When you’re starting out managing risks, it can feel like you’re staring at a blank spreadsheet or database. What is it that you are supposed to start recording about these things?
Project and business risks vary, but what we need to know about each risk is always the same. Here are 10 things you should be including in your risk database for each risk.
1. Name or title
Most obviously, you need to know how you are going to refer to the risk! Give it a title or name that is descriptive but not too long. You can also assign a risk number for tracking purposes, as that can identify an individual risk even more clearly than a simple name.
This is where you can add more detail to describe the risk. Explain the scope of the risk, how it is going to affect the business or project and who would be affected if it happened.
This should be a paragraph or two, and you can always link out to other documentation if you need to make reference to further explanations.
Next, add some information about the nature of the risk. This helps you classify risk by area affected, cost impact or timescale. You can create categories that are meaningful and relevant for your business, and assign the risk to the appropriate categories.
Make a list of the stakeholders for this particular risk. This can include people who will be affected by any impact and those who are part of the team to carry out the risk response.
5. Risk tolerance
It’s worth noting down how this risk fits within your business’ risk appetite. Record what the tolerance levels are for this risk and any other limits you must adhere to (or steer clear from). This section is the area that will be helpful to the PMO or enterprise risk team as they build up a view of how all the risks interact with each other and create the cumulative risk profile for the business.
6. Likelihood and consequences
We now get to the part many people jump to! You have to record the likelihood of the risk occurring. Then you also have to note the magnitude of the impact. This is a statement describing the consequence should the risk materialize.
Many businesses choose to record the original likelihood and impact, and then residual likelihood and impact – in other words, what position the organization will be in after the risk management actions have taken place. Hopefully, once you have mitigated a risk with a negative impact on the business, the likelihood and impact will be lower, but you might not be able to clear it totally. Talking about residual risk helps people see what you’ve done to manage the risk, and also makes transparent the fact that you might not be able to remove the risk completely.

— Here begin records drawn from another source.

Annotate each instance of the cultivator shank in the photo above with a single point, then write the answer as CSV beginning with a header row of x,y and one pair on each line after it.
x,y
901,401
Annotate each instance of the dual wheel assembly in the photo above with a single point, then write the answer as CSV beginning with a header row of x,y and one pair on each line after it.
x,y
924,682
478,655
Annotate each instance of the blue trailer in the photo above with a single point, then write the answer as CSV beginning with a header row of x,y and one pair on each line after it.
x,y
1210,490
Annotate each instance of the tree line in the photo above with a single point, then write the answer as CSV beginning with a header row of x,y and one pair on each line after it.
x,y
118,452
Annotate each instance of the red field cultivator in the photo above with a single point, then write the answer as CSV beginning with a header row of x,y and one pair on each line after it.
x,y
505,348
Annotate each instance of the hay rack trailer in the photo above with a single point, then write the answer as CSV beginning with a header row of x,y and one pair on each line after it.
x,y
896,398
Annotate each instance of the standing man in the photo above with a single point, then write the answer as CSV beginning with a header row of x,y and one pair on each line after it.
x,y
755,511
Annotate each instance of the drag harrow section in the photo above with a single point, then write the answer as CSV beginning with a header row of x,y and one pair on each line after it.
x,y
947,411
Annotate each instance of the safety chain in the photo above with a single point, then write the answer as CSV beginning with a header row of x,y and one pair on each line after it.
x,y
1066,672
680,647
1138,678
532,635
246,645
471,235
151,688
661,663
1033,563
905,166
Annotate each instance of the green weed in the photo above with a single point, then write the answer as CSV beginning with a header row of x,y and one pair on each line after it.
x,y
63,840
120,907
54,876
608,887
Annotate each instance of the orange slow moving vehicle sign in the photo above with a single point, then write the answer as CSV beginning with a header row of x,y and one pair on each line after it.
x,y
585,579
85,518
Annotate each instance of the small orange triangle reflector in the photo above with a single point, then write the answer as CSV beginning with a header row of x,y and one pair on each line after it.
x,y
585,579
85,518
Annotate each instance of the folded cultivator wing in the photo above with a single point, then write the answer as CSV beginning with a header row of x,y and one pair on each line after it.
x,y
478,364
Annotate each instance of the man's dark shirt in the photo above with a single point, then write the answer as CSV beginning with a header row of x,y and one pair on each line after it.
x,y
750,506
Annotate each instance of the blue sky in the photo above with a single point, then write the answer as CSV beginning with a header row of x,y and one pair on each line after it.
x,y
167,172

You can use risk modelling tools to help inform how to document what the impact of your management actions might be. Using standard categories or scales for these elements helps compare risks accurately across the portfolio.
7. Target risk level
You might not need to eliminate a risk completely. That’s why target risk level is a useful thing to record.
Target risk level is where you need the risk to be, for the situation to be at an acceptable level to the project, the business or the management team.

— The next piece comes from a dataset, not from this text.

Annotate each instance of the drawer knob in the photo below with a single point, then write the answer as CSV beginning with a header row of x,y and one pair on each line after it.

Again, use a standard way of classifying risk to document your target risk level. You could use the likelihood and impact/consequences classifications to maintain the naming convention that’s already in use.
For example, if a risk has currently been analyzed as having a ‘Major’ risk impact with a ‘High’ likelihood of occurrence, your target risk level could be that it’s considered to have a ‘Minor’ risk impact and ‘Low’ likelihood of occurrence.

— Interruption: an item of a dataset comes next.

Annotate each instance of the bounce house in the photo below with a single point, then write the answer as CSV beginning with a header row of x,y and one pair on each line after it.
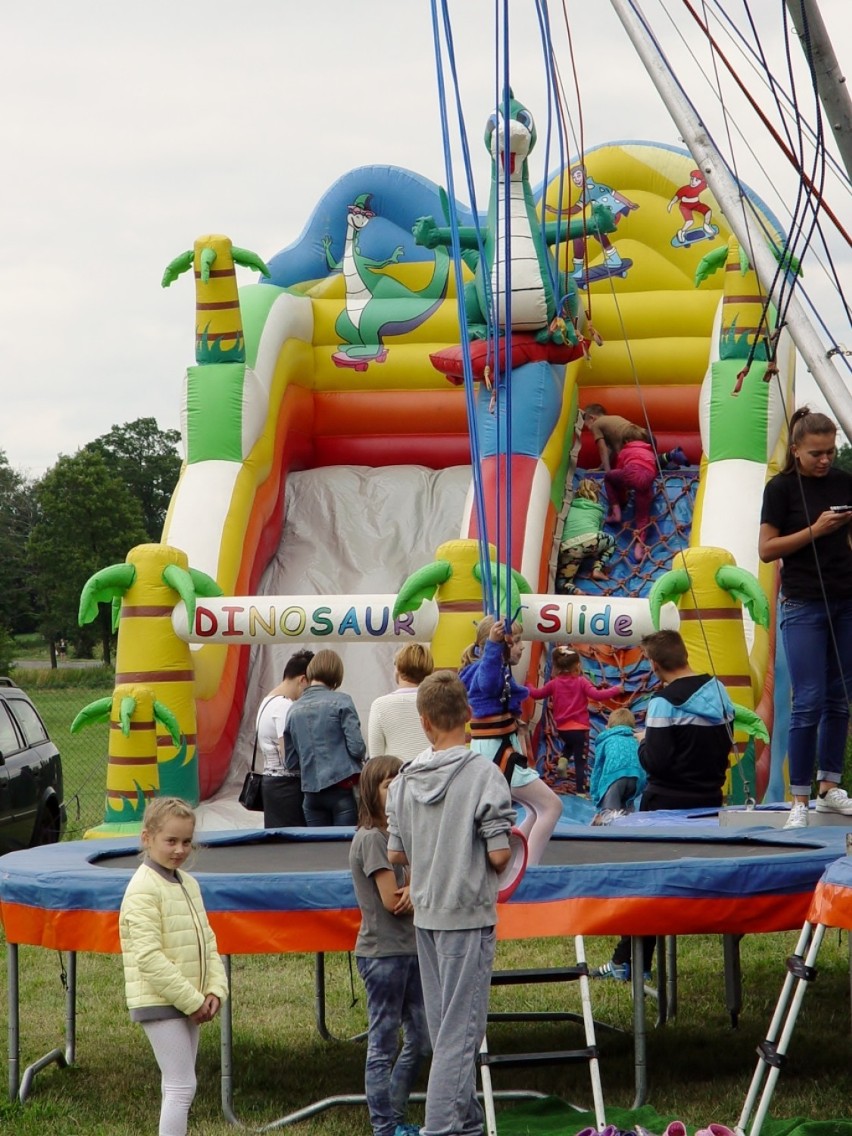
x,y
374,431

It’s your management plan actions that move the risk from where it is currently to the target risk level, so let’s look at that next.
8. Management plan
We haven’t yet recorded what we are going to be doing about the risk, so this section is the prompt to do that!
Write down what actions will be taken to manage the risk. These could include existing control methods where you already have standard business processes that will help address the risk. On top of your existing mechanisms, you may be planning to take specific action targeted at addressing this risk. Record those planned activities too.
There should be an owner for the action plan you have prepared to manage the risk. Someone needs to take responsibility for getting the work done, and also monitoring whether what is being done is having the desired effect. Ideally, these should be two different people, so the person doing the work isn’t responsible for auditing their own activities. This provides a bit more assurance and confidence that the risk is being managed as effectively as possible, and the extra pair of eyes might help spot some easy wins to further manage the risk.
Delegate out as much as you can, as unless you are a dedicated risk manager, it’s likely you’ll have other responsibilities and things to do in the day! The more you can share the risk management responsibilities with the rest of the team, the better.
10. Previous experience and lessons learned
It’s always worth looking back through previous experience and project lessons learned to see what you can glean from the past. There might be some useful information that will help shape your action plan.
Project lessons learned often talk about what went well and what didn’t go well. If you can analyze past performance, you can make better decisions about what will work this time.
Ultimately, your risk database needs to contain enough information for you to be able to manage risks effectively across the business and your project team. If you need more information, store it. If you find that a category above isn’t adding any value for you, don’t store it.
As you improve risk management maturity, you’ll find you’ll want to change up what you record so your approaches evolve over time. Keep looking at your risk management processes and making sure they remain fit for purpose as you gain more experience and maturity managing risks.